Wednesday, May 5, 2010

Exhibition opening night (and my 6 still lifes in oil)

Here are some photos from the NZ Art Guild North Island Members Exhibitions which is currently showing at the Bruce Mason Centre in Takapuna, Auckland for the rest of May. To be honest, actually getting 6 paintings completed and hung was a major achievement for me given the amount of things going on in my life at the moment (more on that in another post).

I am really happy with how this series turned out overall (although I can look at individual paintings and see things I would like to change as per normal) and I am satisfied that I did manage to do a mini series of still life's which I have wanted to do for a long time now.

For me, as I have mentioned before, it is about finding the beauty in the ordinary. The best gift I believe I have received from being an artist, is the openness to the beauty that is all around us at any time. I feel that I spent many years caught up in my head space not noticing things and only occasionally sitting down to watch a beautiful sunset or to appreciate the waves crashing on rocks.

Now that appreciation is a daily thing. Each morning I drive on Tamaki Drive to work which is along Auckland's waterfront. I leave home early so I catch the early morning sun rising and the reflections on the water, the boats moored in the placid ocean and the sky golden over Rangitoto are awe-inspiring. It makes me want to stop my car and just soak it in.

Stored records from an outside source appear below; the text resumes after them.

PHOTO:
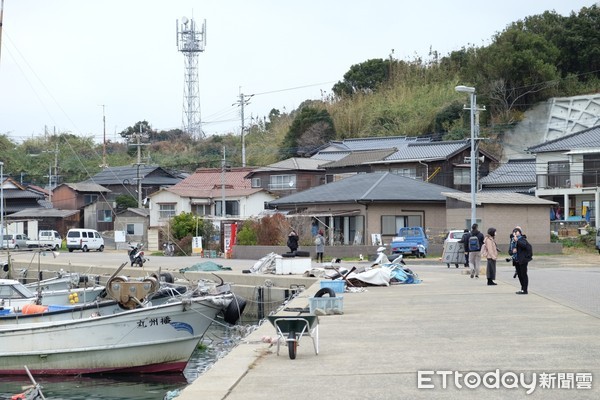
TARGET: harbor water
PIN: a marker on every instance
(217, 342)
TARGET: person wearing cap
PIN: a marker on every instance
(293, 241)
(489, 250)
(518, 252)
(320, 245)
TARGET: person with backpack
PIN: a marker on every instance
(521, 253)
(474, 245)
(320, 245)
(292, 242)
(465, 242)
(490, 252)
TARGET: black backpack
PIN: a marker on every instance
(528, 251)
(474, 244)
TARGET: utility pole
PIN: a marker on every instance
(138, 137)
(1, 18)
(223, 186)
(104, 164)
(51, 177)
(244, 100)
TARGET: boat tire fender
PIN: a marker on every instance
(234, 310)
(323, 291)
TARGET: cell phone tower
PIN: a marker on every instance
(191, 42)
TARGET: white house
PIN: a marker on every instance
(203, 194)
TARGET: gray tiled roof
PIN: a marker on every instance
(359, 158)
(330, 155)
(588, 138)
(373, 187)
(373, 143)
(499, 198)
(150, 175)
(429, 151)
(42, 213)
(87, 187)
(291, 164)
(514, 172)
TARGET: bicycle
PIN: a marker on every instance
(169, 249)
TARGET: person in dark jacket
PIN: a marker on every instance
(518, 252)
(475, 256)
(293, 241)
(465, 242)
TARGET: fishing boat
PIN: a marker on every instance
(134, 335)
(157, 338)
(14, 295)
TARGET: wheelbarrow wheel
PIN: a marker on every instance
(292, 345)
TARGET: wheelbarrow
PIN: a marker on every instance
(292, 328)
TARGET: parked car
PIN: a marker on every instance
(84, 240)
(410, 241)
(454, 253)
(17, 241)
(50, 239)
(8, 241)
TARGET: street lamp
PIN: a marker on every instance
(2, 202)
(471, 91)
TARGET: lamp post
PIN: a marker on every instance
(473, 108)
(2, 202)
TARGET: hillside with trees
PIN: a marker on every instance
(530, 61)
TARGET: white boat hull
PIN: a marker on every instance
(153, 339)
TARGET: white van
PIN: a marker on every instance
(50, 239)
(84, 240)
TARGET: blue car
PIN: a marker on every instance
(410, 241)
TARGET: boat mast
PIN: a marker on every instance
(1, 17)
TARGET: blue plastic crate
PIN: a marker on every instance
(338, 286)
(330, 305)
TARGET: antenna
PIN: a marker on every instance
(191, 42)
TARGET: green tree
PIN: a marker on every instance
(364, 77)
(126, 201)
(311, 128)
(187, 224)
(246, 236)
(516, 70)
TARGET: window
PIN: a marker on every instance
(282, 182)
(558, 174)
(104, 216)
(166, 211)
(588, 210)
(407, 172)
(390, 224)
(232, 207)
(135, 229)
(201, 209)
(462, 176)
(89, 198)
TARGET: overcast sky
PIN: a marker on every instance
(62, 59)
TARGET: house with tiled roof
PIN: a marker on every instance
(504, 211)
(92, 202)
(568, 172)
(354, 210)
(124, 180)
(203, 193)
(17, 197)
(288, 176)
(350, 210)
(445, 163)
(514, 176)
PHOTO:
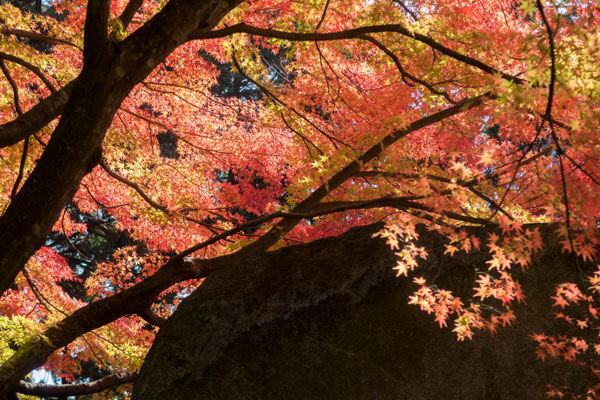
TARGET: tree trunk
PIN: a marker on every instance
(329, 320)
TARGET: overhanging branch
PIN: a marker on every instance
(355, 33)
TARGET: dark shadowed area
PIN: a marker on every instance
(329, 320)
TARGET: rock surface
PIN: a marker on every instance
(329, 320)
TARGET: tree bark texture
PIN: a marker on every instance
(330, 320)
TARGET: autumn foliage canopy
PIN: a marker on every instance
(145, 144)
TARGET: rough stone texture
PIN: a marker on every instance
(329, 320)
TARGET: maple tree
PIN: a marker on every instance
(146, 144)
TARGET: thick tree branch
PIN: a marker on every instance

So while these paintings are of vegetables and fruit, they are not about that to me. It is about the true beauty in the things we take the granted, especially the gifts of nature that nourish us and provide us with the means to live and flourish. It is about appreciating that humble orange, enjoying the glow in the sunshine and then when you open it and eat it, that rush of pure sweet goodness. It is the pepper or the onion that provide that taste sensation and also just look so good. If I could hope for anything from this little series, is that maybe one other person may look at a humble vegetable or fruit in just a slightly different way and see the beauty that they may not have noticed before.